I was only sitting about 5 ft away from my netgear 105Mbps router and used a Cat5e Belkin patch cable and then used the Apple built in wifi connection. Another thing, I live in rural Nevada and my internet is from somewhere back east but I used servers closest to my house, but once used the KY one as reccomended by speedtest.net.

Results:
Speedtest.net
SLC Wire
337 161
402 235 Avg= 373 / 215
380 250
Kentucky Wire
428 228
394 241 Avg= 411 / 234.5





SLC Wireless
585 233
452 241 Avg=580.6 / 229.6
705 215
Kentucky Wireless
650 199 Avg=654.5 / 209.5
659 220


Speakeasy.net
SanFrancisco
Wire
464 204 Avg=443 / 214
422 224

Wireless Avg=577.5 / 190.5
620 137
535 244


The left numbes are download speed in Kbps and the right numbers are upload speed in Kbps.

What I found odd is that the wireless speeds are all faster than the patch cable speeds. I had thought itd be the opposite, whats the deal? I always thought that cables were much faster. The only thing I can think of is that the cable was longer than it needed to be. Should it have that much of an affect on the speeds though? Another thing, it only seemes to affect download speeds, the upload speeds stayed pretty close regardless of wire/wireless.

Let me know what ya tthink?

Hexis
06-03-2007, 09:26 PM
WiFi vs Wired = both are significantly faster then your Internet connection, so they are unrelated. As for the differences, there are many possible explainations. You do not have a cable that too long or anything. 100baseT is good to 328 feet over cat5. The signal propigation delay over even a 300 foot cable is not significant. There is no signal dedrigation over longer cables. In reality there is no real difference.
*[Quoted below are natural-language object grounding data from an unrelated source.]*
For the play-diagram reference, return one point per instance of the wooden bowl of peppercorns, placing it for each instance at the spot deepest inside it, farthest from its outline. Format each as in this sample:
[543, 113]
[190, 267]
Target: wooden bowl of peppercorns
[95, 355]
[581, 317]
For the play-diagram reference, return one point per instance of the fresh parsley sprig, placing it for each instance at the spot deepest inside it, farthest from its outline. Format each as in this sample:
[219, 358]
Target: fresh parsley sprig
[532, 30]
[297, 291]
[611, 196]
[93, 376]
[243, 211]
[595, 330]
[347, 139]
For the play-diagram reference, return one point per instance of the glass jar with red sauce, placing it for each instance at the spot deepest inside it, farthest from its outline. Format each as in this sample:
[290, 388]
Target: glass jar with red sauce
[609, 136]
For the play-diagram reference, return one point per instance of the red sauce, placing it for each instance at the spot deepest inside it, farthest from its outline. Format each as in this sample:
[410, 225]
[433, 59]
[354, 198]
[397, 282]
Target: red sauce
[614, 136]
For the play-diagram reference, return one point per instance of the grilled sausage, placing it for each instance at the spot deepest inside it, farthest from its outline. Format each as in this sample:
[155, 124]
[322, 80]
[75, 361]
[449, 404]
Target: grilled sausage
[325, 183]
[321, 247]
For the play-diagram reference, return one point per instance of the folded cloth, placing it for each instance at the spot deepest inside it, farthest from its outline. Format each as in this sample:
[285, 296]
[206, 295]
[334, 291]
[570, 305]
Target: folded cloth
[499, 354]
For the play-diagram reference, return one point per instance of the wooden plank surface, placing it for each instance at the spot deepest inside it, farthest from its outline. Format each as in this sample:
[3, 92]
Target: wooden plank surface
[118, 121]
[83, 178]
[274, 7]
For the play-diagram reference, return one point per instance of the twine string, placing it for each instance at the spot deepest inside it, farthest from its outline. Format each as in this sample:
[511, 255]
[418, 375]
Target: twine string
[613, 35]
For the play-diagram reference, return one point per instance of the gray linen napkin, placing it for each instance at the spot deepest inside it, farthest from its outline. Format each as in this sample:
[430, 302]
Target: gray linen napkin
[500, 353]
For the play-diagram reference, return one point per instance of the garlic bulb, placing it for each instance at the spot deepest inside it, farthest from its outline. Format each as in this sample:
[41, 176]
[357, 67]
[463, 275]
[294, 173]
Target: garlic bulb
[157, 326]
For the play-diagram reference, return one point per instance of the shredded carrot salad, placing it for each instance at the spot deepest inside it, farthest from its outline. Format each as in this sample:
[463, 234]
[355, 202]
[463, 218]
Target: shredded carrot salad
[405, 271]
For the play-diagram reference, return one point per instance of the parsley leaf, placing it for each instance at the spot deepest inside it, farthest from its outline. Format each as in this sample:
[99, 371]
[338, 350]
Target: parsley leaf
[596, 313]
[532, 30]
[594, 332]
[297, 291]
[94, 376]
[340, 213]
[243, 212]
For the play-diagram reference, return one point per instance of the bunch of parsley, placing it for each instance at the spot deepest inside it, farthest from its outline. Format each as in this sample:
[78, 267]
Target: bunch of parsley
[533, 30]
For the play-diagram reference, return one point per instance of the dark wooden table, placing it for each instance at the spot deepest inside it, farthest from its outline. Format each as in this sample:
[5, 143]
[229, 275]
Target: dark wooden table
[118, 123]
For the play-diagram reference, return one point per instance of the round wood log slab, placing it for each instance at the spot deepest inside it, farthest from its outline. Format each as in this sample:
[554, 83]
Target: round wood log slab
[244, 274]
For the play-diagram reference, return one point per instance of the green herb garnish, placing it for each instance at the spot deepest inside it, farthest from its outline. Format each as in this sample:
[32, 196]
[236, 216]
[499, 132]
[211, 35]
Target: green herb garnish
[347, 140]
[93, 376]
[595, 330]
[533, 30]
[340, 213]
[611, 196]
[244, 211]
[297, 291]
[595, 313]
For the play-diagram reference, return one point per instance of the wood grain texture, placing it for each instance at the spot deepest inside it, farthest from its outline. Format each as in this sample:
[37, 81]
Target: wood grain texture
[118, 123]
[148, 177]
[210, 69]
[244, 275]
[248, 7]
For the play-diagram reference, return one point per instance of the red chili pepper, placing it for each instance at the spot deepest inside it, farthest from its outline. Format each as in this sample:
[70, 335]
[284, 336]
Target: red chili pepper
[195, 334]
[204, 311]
As for those "test" sites, I find them to be very inaccurate. I worked for an ISP for a few years. They always showed some tony fraction of the actual speeds we were able to push over a line with something simple like a nice FTP transfer.

There are also some TCP stack tweaking techniques to increase performance. If you set an appropiate window size, you may be able to get much better performance.

maxama10
06-03-2007, 09:43 PM
There are also some TCP stack tweaking techniques to increase performance. If you set an appropiate window size, you may be able to get much better performance.


Im pretty technical minded when it comes to computers but you lost me here :D. How would I go about doing this?

teufelhunden
06-03-2007, 09:47 PM
Im pretty technical minded when it comes to computers but you lost me here :D. How would I go about doing this?


http://www.dslreports.com/faq/tweaks

have at it :) make sure you download drtcp

maxama10
06-03-2007, 10:35 PM
Im not seeing a download for OSX :confused:

Hexis
06-03-2007, 10:43 PM
That's a great FAQ. The Window portion is here: http://www.dslreports.com/faq/903

TCP is a reliable protocol. It adds some overhead to provide that reliability. You minimize the overhead by setting an appropiate window size.

Hexis
06-03-2007, 10:50 PM
http://slaptijack.com/system-administration/mac-os-x-tcp-performance-tuning/

You can look for BSD TCP tuning techniques. They will work on OSX as well.